11 Jan 2012

Why Not Restructure Farmers Loans Too?


Pretty damning coming from a banker.  Why no ‘CDR’ for farm loans?
But as our public policy discourse and chat-shows are predominantly urban and corporate-oriented, these [farmer] suicides have neither shocked nor shamed the policy-making establishment. That includes even the banking sector. Anybody with anything to do with this sector ought to feel vicariously culpable in the withering away of so many lives on this issue.
CORPORATES FAVOURED
This casual indifference is in marked contrast to the way corporate indebtedness is grabbing all the attention and focus, what with the travails of sectors such as aviation being played up in the media. The humdrum farm sector does not have the same glamour quotient and is, therefore, condemned to be the poor country-cousin in any national-level discussion.
The media, including the financial dailies, is no less guilty here, as there is little attempt on its part to go into the details of individual farmer suicides or see it as a reflection of the state of our agriculture.
The lopsidedness of our policy priorities comes out clearly when one looks at the kind of efforts being made at addressing financial distress in the corporate sector.
According to reports, the first half of the current fiscal alone (April to September) has seen restructuring of corporate loans totalling some Rs 34,560 crore under the Corporate Debt Restructuring (CDR) mechanism. And this does not include the mega liabilities owed by the big airline companies. 
The important thing here is that there is an established Reserve Bank of India-approved mechanism when it comes to dealing with issues of corporate loan delinquencies.
These involve extended moratoriums (during which no repayments at all need to be made), elongation of the repayment period itself up to 10 years, reduced rates of interest, provision of ‘funded' interest term loans to those unable to service even the interest component, conversion of cash losses on working capital into term loans, additional finance, and even conversion of debt to equity.

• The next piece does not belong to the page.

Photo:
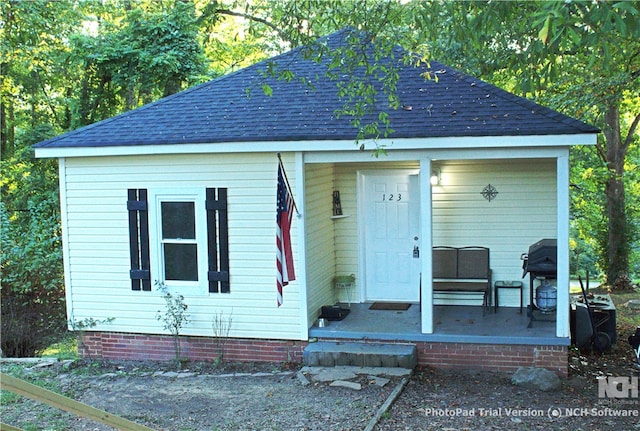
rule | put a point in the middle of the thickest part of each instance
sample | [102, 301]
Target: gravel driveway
[259, 397]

It is quite the opposite in respect of agricultural debt relief. Although there are serious systemic issues plaguing the farm sector, problems of indebtedness meet with sporadic or knee-jerk response at best. And whenever a relief package is announced, it tends to go to the other extreme of fostering or encouraging a culture of non-repayment, that too, among people with a credit morality much higher than those in the corporate sector. We have seen this happen even in the course of the Agriculture Debt Waiver and Debt Relief Scheme of 2008.
What the agriculture sector actually requires is not one-time waivers and write-offs as much as an institutionalised structure similar to the CDR mechanism, so that lenders have a regulator-approved route map ready when they deal with the problem of a farmer unable to service debt.